Correlation Matching Approaches for Blind OSTBC Channel Estimation

In this paper, the problem of blind channel estimation under orthogonal space-time block coded (OSTBC) transmissions is solved by minimizing some distance measure between the theoretical and estimated correlation matrices of the observations. Specifically, the minimization of the Euclidean distance and the Kullback-Leibler divergence leads, respectively, to the Euclidean correlation matching (ECM) and Kullback correlation matching (KCM) criteria. The proposed techniques exploit the knowledge of the source correlation matrix to unambiguously recover the multiple-input multiple-output (MIMO) channel.

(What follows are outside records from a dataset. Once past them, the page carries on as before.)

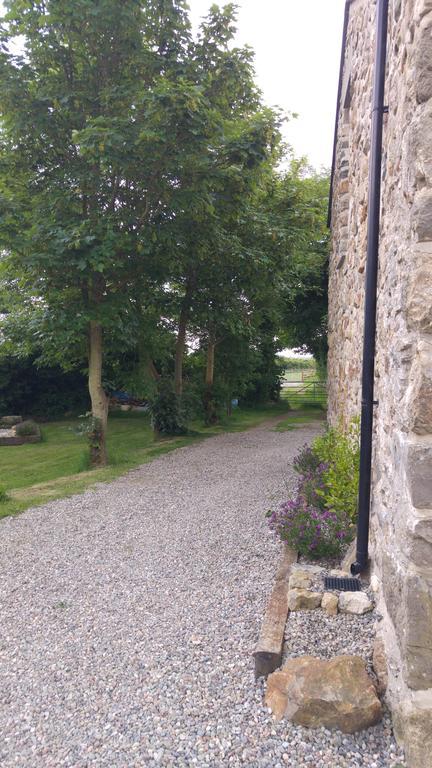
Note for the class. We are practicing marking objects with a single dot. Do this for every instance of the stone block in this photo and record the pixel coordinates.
(379, 663)
(329, 603)
(419, 475)
(419, 542)
(418, 632)
(423, 65)
(422, 215)
(300, 580)
(421, 406)
(356, 603)
(315, 692)
(408, 598)
(303, 600)
(419, 300)
(413, 728)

Furthermore, due to the orthogonality properties of OSTBCs, both the ECM and KCM criteria result in closed form solutions. In particular, the channel estimate is given by the principal eigenvector of a matrix, which is obtained from the estimated correlation matrix of the observations modified by the code matrices and a set of weights. In the ECM case, the weights are fixed and equal to the eigenvalues of the source correlation matrix, whereas the KCM weights depend on both the signal-to-noise ratio (SNR) and the source eigenvalues. Additionally, we show that the proposed approaches are equivalent in the low SNR regime, whereas in the high SNR regime the KCM criterion is asymptotically equivalent to the relaxed blind maximum-likelihood (ML) decoder. Finally, the performance of the proposed criteria is illustrated by means of some numerical examples.